When the Germans occupied us, heaven cried with us

Marta Kolesová in the role of the queen, production of Hamlet, Hradec Králové
Marta Kolesová in the role of the queen, production of Hamlet, Hradec Králové
photo: archive of the witness

Marta Kolesová, maiden name Svobodová, was born on March 2, 1923 in Dřetovice near Kladno. After general and burgher school, she trained to be a dressmaker. In Kladno, she experienced the occupation by the German army on March 15, 1939. For several months, she was in forced labour in the forests of Krivoklát, where she planted trees. She joined the left-wing resistance group Předvoj, which distributed illegal publications and helped persecuted families. In April 1945 she escaped an arrest. On May 9, 1945, she went to Prague with the soldiers of the Red Army, where she narrowly escaped death. On May 18, 1945, she joined the Communist Party. After retraining, she became a professional actress. She got her first job in Náchod, where she met her future husband, Radomil Koles.
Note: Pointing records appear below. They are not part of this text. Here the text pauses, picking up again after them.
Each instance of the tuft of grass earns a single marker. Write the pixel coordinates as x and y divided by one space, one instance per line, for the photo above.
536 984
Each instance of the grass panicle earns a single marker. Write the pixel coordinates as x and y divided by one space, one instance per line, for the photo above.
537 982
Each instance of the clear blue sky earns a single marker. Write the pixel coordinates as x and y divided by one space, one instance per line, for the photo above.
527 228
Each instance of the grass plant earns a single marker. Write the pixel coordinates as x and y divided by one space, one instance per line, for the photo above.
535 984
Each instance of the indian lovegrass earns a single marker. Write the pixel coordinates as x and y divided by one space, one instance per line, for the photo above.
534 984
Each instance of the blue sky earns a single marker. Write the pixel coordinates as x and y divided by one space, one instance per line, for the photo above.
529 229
This was followed by engagements in Přerov, Opava, Šumperk, Nové Jičín and Hradec Králové, where she worked for almost thirty years. From 1982 she was a member of the Czechoslovak Union of Anti-Fascist Fighters, and after 1989 of the Union of Freedom Fighters. She did not welcome the fall of the regime in 1989, but made peace with it. In 2023, she lived in Hradec Králové and continued to be an active member of the Communist Party, the Union of Freedom Fighters and other associations.